William Thornton, 1804
Durante la quema de Washington en la guerra de 1812, cuando un cuerpo expedicionario británico emplazó un cañón frente la Oficina de Patentes, el superintendente William Thornton se puso ante el imponente arma y exclamó: «¿Ustedes son ingleses o sólo godos y vándalos? Esta es la Oficina de Patentes, depositaria del ingenio de la nación americana, en la que todo el mundo civilizado está interesado. ¿Se atreverían a destruirla? Si es así, disparen y dejen que la carga pase a través de mi cuerpo».
Se dice que el efecto de las palabras de Thornton fue mágico para los soldados y que eso salvó a la Oficina de Patentes de la destrucción. Cuando el humo desapareció del atroz ataque, la Oficina de Patentes fue el único edificio del Gobierno que quedó en pie.
Bonita historia (si es que puede aplicarse el adjetivo al resto de esa muestra de barbarie) la del muy loable William Thornton. Pero no puedo dejar de pensar que es una pena que los norteamericanos actuales no hayan tomado el ejemplo de ese hombre tan particular. Pienso en la destrucción que ese país lleva donde quiera que ponga sus sucias manos y en el descarado atropello con que trata a toda muestra de civilización.

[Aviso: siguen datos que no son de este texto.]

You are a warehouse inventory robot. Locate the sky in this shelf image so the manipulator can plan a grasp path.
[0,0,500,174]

Pienso en la Biblioteca de Bagdad, destruida casi hasta los cimientos por bombardeos cobardes (tal como lo narra Fernando Báez en su Historia universal de la destrucción de libros) y por los robos de los mismos invasores para que ese material terminara donde suelen terminar todas las maravillas culturales de la humanidad: en los Estados Unidos, en Alemania, en Inglaterra, en Francia, en España, en Italia (no piensen que exagero con esto; sólo piensen dónde se encuentran los grandes tesoros de Grecia, Egipto, del Imperio Maya o Inca).
Es una pena, insisto, en que la modernidad les haya enseñado tan bien a algunos como para robar la historia, pero nunca para ponerla en práctica.